While things change, there are also constants. The concrete isn’t going away tomorrow. Some of the houses are 100 years old. A number of neighbors have been here for decades. The thing that changes most on my walks is something I can’t really see, at least not completely: myself. Countless thoughts pass through my brain; some I chase down rabbit holes; others I try to ignore. “Did I turn the stove off? Yes.” Or, “What’s for lunch?” Often, “Do I have to do any errands, chores, phone calls, emails, etc.?” Rarely, “How much wood would a woodchuck chuck if a woodchuck could chuck wood?” Daily, “I wish they all could be California girls.” Ad infinitum ad nauseam.
I continue walking despite not seeing any weight loss, or feeling strong enough to run, especially with a niggling injury that makes me walk slowly. It’s an overuse problem from bicycling, age, overweight, the usual. So I stretch, foam roll, use ice and lotions (irregularly), take an anti-inflammatory herb, got new shoes, and try to eat better. I may try some physical therapy and Epsom salt soaks. A sports doctor said I didn’t need to stop, which was a relief because I would just gain weight, lose conditioning and be in a bad mood. It’s taking a while to heal, but I’m getting there. Slow walking is actually relaxing.

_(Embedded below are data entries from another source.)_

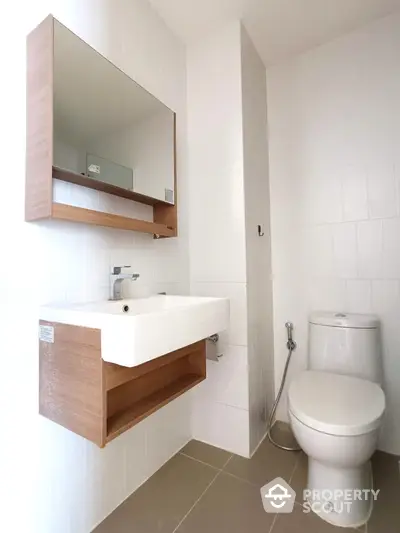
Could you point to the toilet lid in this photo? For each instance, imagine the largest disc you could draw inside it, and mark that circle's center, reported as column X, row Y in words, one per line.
column 336, row 404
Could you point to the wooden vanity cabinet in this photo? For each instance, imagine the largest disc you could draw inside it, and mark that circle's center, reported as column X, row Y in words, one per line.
column 100, row 400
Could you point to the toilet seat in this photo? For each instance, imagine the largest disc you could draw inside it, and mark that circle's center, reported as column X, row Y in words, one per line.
column 336, row 404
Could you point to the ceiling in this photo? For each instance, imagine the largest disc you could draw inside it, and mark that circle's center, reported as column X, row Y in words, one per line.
column 279, row 28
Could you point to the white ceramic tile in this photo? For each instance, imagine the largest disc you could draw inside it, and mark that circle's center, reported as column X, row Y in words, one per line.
column 221, row 425
column 391, row 248
column 369, row 248
column 137, row 468
column 381, row 190
column 358, row 296
column 168, row 430
column 236, row 292
column 321, row 256
column 385, row 297
column 106, row 477
column 328, row 200
column 345, row 250
column 227, row 380
column 355, row 201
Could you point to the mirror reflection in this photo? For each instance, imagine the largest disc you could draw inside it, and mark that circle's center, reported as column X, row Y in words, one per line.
column 106, row 127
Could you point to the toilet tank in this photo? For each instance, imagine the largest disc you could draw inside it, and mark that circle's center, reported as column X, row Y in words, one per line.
column 345, row 343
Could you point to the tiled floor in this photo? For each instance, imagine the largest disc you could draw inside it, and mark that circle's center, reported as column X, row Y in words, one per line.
column 205, row 489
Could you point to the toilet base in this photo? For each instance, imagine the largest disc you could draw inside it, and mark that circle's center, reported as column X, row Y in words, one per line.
column 324, row 480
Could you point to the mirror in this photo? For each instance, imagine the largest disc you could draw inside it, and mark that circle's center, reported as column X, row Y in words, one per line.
column 107, row 129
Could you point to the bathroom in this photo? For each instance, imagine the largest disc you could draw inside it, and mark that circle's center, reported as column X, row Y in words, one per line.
column 298, row 95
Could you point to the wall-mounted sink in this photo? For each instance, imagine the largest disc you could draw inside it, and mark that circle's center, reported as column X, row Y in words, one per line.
column 134, row 331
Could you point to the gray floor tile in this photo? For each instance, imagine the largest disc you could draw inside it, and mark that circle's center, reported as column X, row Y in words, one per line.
column 282, row 434
column 266, row 464
column 386, row 514
column 207, row 454
column 161, row 503
column 300, row 522
column 298, row 480
column 230, row 505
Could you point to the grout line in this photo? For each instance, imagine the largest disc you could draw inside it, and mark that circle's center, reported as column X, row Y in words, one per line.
column 202, row 462
column 197, row 501
column 241, row 479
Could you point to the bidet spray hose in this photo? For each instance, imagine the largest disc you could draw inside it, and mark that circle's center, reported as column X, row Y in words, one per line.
column 291, row 346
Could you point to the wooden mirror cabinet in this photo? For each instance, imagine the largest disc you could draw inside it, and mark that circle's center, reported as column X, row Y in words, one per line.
column 40, row 168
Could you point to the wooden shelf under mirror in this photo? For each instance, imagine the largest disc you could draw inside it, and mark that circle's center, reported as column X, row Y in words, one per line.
column 40, row 168
column 100, row 400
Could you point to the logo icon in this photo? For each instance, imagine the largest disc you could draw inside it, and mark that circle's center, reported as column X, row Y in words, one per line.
column 278, row 496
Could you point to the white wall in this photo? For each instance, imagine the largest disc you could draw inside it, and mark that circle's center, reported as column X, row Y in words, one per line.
column 217, row 229
column 57, row 481
column 258, row 250
column 228, row 173
column 334, row 135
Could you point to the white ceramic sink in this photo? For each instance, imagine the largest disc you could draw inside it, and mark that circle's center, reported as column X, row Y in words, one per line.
column 134, row 331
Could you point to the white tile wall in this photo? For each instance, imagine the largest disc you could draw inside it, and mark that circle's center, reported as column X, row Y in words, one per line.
column 335, row 192
column 217, row 229
column 69, row 485
column 258, row 250
column 228, row 166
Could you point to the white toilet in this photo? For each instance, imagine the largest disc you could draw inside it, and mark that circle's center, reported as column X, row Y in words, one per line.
column 336, row 409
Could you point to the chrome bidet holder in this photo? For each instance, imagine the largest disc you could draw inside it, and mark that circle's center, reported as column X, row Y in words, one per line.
column 291, row 344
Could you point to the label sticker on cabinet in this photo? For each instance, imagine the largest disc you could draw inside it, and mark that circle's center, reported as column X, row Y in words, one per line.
column 46, row 334
column 169, row 196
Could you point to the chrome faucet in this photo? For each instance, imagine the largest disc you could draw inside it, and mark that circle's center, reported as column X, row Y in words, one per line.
column 116, row 279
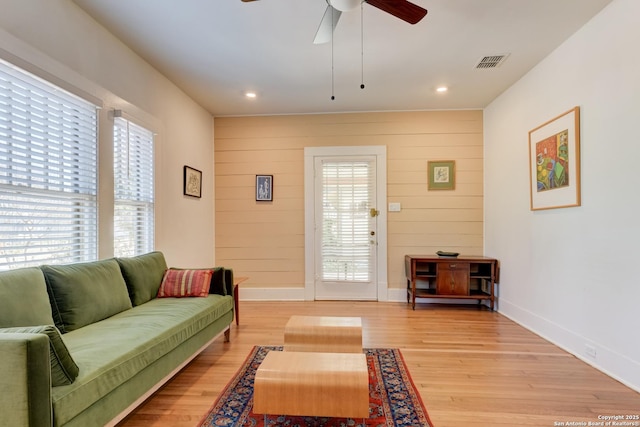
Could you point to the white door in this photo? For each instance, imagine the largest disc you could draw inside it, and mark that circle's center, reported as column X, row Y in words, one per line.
column 346, row 215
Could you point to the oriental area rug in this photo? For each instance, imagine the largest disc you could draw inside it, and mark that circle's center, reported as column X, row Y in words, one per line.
column 393, row 399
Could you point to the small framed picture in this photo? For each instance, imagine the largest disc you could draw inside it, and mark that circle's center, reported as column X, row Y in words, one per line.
column 264, row 188
column 442, row 175
column 192, row 182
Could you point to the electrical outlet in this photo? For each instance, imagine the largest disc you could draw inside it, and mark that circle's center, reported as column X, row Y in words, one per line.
column 590, row 351
column 394, row 207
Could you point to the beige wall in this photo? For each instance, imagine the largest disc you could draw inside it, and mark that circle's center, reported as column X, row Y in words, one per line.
column 265, row 241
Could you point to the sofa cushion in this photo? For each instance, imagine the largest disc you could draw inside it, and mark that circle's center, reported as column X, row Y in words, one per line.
column 185, row 283
column 63, row 369
column 143, row 275
column 112, row 351
column 85, row 293
column 24, row 300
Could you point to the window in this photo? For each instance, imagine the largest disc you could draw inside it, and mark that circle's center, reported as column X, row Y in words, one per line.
column 134, row 190
column 48, row 173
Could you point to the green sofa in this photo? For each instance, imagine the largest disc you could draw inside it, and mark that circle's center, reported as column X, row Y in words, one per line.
column 84, row 344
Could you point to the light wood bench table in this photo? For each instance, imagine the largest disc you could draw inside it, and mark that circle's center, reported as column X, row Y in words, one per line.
column 323, row 334
column 312, row 384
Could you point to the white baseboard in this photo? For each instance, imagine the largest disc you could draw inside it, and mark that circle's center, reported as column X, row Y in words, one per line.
column 615, row 365
column 272, row 294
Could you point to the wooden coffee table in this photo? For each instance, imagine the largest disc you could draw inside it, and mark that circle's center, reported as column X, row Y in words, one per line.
column 312, row 384
column 323, row 334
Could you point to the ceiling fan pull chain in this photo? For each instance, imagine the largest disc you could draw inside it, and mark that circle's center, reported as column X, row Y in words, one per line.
column 332, row 82
column 361, row 45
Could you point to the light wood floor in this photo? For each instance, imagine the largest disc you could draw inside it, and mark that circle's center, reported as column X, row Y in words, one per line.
column 471, row 367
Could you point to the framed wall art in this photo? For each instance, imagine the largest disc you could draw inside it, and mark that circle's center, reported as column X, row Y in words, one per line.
column 192, row 182
column 442, row 175
column 554, row 162
column 264, row 188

It’s a luxury to not have be walking all over a farm or other work site. So it’s the least I can do. Walking about 550-600 miles a year, on top of all the daily steps I take, is a real gift I give myself. At a deeper level, it’s another form of Buddhist meditation. I don’t do actual walking meditation, which is usually slower and in a circle. But I try to be in the moment, breath deeply and mindfully, and attempt to find some peace and quiet amidst the noise and haste. Some days I succeed more than others. Some day I may not be able to go without a cane or walker, or at all, in which case you’ll find me out there on my daily wheelchair ride. Someday before then I hope to be able to do some hiking; I’ll call myself A Dude Ahikes. Until then, I’m a walking dude.
Tell me about your walks. What do you see? What do you like about it? If you don’t walk but can, why?